August 9, 2003
This morning’s paper reports that the editor of Esquire is pulling the plug on the Jayson Blair stunt. (Blair is the former New York Times reporter who faked a bunch of stories, and the resulting scandal shocked the media world. Blair was fired and the two top editors lost their jobs as well.) David Granger, editor in chief of Esquire, is quoted by AP as saying, “It was intended as a joke that readers would see when they picked up the issue. All the news reports took away that element of surprise.”
I have been a huge fan of Esquire since my college days, and when I told Bob Brink, he set up a breakfast with David Granger when we were in New York last week. As we were being seated in the dining room of the New York Athletic Club overlooking Central Park, I told David I thought the Jayson Blair stunt was brilliant (Granger hired Blair to review Shattered Glass, a film about Stephen Glass who also fabricated stories). I had seen the news report on a crawl while watching CNN and remarked to my staff the next day that whoever thought that up is a genius.

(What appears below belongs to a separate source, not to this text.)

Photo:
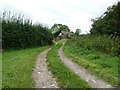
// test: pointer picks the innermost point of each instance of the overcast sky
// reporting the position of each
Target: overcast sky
(73, 13)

But when I praised him, David reacted in an embarrassed, irritated way: “They’ve totally misconstrued what we were trying to do!” he told me. I could tell by his discomfort that someone had gotten to him. I’m guessing, but someone had definitely shamed him. I tried to tell him he is too close to it, that the rest of us in America “get it” but I could tell he was the lightning rod and the heat of the flash was melting his shoes. I made a mental note to remember this when my petty Wyatt Earp critics get to throwing darts at my rear end.
So David Granger pulled the plug on a clever marketing ploy and he got more press doing it. The big question is: would he have gotten even more press (and more readers) if he had not reined in his horse in the middle of a jump? We’ll never know. And that is the question that haunts editors every day of the week.
The kicker to this whole episode is that when Kathy and I had a layover in Cleveland on the way home last Sunday, I went to get some coffee and a young, black guy came in behind me with a young woman who reeked of being a publicity flack-book tour baby sitter (Blair is allegedly fielding book offerings). I have seen oodles of these types in my decade of being on the radio. I instantly recognized him. It was Jayson Blair (his face made the cover of Newsweek during the scandal). Or was it him? I was 95% sure, but the fear factor was pretty strong. Why would he be in Cleveland? Why would he be flying to Phoenix (he rode in our plane in first class) Ultimately I decided it was too much of an insult to ask: “Hey, excuse me, are you Jayson Blair, the ex-New York Times reporter who has zero credibility?” So I will probably never know if it was in fact the Jayson Blair. And, yes, I reined in my own horse in the middle of a jump.
"Enthusiasm is a volcano on whose top never grows the grass of hesitation."